Abidjan donne le tempo

L’Afrique danse sur des airs ivoiriens. Depuis cinq ans, coupé-décalé, zouglou et reggae occupent le haut de l’affiche. Sans partage…

Publié le 24 novembre 2008 Lecture : 5 minutes.

Exit les Koffi Olomidé, Papa Wemba, Werrason, et autres Extra Musica ? Quand on parle de musique africaine, les Ivoiriens sont à la fête. Discothèques, concerts, radios et télévisions sont submergés par une déferlante, dont la crête n’est autre que le coupé-décalé. Plus que jamais, les DJ venus d’Abidjan sont incontestablement les maîtres du son : Erickson le Zulu, Lewis, Maréchal, Francky DiCaprio, Rodrigue, TV5 et la Dream Team occupent le haut de l’affiche, catalyseurs d’un mouvement né en réponse aux bruits de bottes qui ont ébranlé la Côte d’Ivoire un certain 19 septembre 2002.

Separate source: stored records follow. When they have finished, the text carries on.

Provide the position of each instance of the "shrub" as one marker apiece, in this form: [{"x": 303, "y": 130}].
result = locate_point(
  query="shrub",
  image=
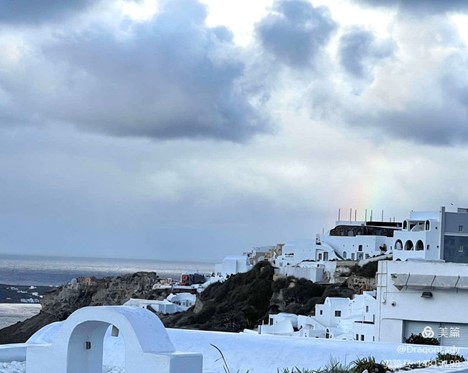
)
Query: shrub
[
  {"x": 448, "y": 358},
  {"x": 368, "y": 364}
]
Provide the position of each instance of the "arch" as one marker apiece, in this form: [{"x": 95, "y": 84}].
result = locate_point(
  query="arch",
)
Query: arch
[
  {"x": 409, "y": 245},
  {"x": 419, "y": 245},
  {"x": 398, "y": 245}
]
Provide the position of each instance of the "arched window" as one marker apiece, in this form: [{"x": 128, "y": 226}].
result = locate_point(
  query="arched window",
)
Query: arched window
[
  {"x": 409, "y": 245},
  {"x": 398, "y": 245}
]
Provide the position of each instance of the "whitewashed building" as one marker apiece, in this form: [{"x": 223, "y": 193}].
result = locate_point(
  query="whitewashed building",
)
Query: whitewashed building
[
  {"x": 232, "y": 265},
  {"x": 337, "y": 318},
  {"x": 424, "y": 297},
  {"x": 172, "y": 304}
]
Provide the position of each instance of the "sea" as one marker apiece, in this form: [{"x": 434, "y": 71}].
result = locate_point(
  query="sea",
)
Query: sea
[{"x": 24, "y": 279}]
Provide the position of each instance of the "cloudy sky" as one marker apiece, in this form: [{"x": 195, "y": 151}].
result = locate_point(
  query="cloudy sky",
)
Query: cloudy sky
[{"x": 194, "y": 129}]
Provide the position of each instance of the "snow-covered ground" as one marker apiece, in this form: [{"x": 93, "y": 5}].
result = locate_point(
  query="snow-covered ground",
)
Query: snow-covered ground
[
  {"x": 258, "y": 353},
  {"x": 265, "y": 353}
]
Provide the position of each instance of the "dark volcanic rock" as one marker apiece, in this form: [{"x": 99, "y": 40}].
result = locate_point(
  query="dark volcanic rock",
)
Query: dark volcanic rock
[
  {"x": 59, "y": 303},
  {"x": 240, "y": 302}
]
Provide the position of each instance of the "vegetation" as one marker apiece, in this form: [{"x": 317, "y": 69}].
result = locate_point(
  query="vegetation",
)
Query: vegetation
[
  {"x": 244, "y": 300},
  {"x": 446, "y": 358},
  {"x": 368, "y": 270},
  {"x": 368, "y": 364},
  {"x": 420, "y": 340}
]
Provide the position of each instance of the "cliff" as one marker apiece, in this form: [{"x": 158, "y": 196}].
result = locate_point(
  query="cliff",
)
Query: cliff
[
  {"x": 242, "y": 301},
  {"x": 60, "y": 302}
]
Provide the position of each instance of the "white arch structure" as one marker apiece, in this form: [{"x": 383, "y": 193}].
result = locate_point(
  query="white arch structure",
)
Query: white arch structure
[{"x": 78, "y": 346}]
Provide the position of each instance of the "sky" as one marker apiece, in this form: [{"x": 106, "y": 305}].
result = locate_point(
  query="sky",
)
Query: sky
[{"x": 196, "y": 129}]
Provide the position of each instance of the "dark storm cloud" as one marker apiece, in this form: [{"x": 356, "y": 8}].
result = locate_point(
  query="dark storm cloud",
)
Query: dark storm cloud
[
  {"x": 295, "y": 31},
  {"x": 359, "y": 51},
  {"x": 421, "y": 6},
  {"x": 435, "y": 115},
  {"x": 34, "y": 12},
  {"x": 172, "y": 77}
]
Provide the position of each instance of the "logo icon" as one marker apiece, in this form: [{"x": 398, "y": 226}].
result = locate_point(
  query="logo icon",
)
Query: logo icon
[{"x": 428, "y": 332}]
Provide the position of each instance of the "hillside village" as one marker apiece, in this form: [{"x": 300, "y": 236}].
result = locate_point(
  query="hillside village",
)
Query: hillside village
[{"x": 421, "y": 285}]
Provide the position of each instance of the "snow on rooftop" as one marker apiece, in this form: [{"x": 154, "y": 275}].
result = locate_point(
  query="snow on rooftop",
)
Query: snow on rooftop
[{"x": 255, "y": 353}]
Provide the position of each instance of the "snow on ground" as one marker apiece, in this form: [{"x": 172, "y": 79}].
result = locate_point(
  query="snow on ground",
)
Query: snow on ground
[{"x": 11, "y": 313}]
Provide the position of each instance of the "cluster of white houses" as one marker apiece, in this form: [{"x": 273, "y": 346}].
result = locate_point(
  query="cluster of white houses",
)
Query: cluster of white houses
[{"x": 422, "y": 278}]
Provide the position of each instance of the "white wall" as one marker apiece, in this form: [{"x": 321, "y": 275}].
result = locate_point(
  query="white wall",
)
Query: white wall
[{"x": 445, "y": 306}]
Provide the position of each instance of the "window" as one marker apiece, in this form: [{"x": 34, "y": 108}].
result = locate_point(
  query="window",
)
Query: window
[
  {"x": 419, "y": 245},
  {"x": 409, "y": 245}
]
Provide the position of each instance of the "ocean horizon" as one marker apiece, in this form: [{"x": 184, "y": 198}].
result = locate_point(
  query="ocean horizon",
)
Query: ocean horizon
[{"x": 59, "y": 270}]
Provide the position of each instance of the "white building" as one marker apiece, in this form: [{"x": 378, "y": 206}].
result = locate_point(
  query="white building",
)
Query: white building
[
  {"x": 232, "y": 265},
  {"x": 434, "y": 235},
  {"x": 337, "y": 318},
  {"x": 172, "y": 304},
  {"x": 422, "y": 297}
]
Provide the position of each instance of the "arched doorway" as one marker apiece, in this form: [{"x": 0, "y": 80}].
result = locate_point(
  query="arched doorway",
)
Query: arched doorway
[{"x": 86, "y": 347}]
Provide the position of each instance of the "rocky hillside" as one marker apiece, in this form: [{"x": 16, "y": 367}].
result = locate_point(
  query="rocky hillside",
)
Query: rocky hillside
[
  {"x": 242, "y": 301},
  {"x": 245, "y": 299},
  {"x": 59, "y": 303}
]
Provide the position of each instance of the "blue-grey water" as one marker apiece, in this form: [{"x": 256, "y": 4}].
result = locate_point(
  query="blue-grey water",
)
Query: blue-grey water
[{"x": 24, "y": 279}]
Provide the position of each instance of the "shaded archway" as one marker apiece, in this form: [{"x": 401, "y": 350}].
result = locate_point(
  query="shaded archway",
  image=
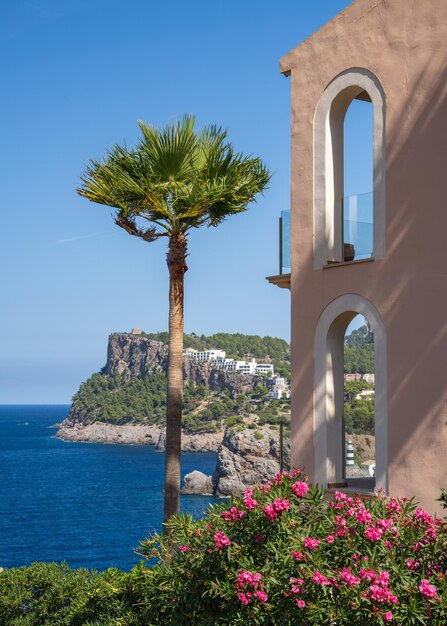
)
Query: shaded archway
[
  {"x": 329, "y": 396},
  {"x": 355, "y": 83}
]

Le coupé-décalé a été créé et ramené de France par une bande de jeunes Ivoiriens qui ont voulu tenter l’aventure hexagonale dans les années 1990, avec, à leur tête, Stéphane Doukouré, dit Douk Saga (décédé le 12 octobre 2006). Autoproclamé « président de la Jet-Set » ivoirienne à Paris, Douk Saga emmène sa clique sur les bords de la lagune Ébrié. « Je suis arrivé comme un messie, avec mon lot de joie et de gaieté, pour enjailler [de l’anglais enjoy, amuser, repris dans l’argot ivoirien, NDLR] le peuple ivoirien qui a trop pleuré et souffert de la guerre », relate-t-il dans une de ses dernières chansons. Avec d’autres jeunes, ils s’enferment dans les bars et boîtes de nuit à l’heure du couvre-feu, pour n’en sortir qu’au petit matin. Sous les atalaku (éloges chantés) faits par les DJ aux clients les plus fortunés, le champagne coule à flot, les billets de banque – euros et dollars de préférence – changent de poches et les danseurs rivalisent d’endurance autant que d’imagination. « On a vu la chose venir, mais cela nous a très vite dépassés, se souvient Claude Bassolé, directeur commercial de Showbiz, la plus importante maison de distribution en Côte d’Ivoire. Comment croire que le fait de sampler les beats congolais, couplés à une animation et des paroles qui frisent l’à-peu-près, aurait pu devenir un tel phénomène musical ? »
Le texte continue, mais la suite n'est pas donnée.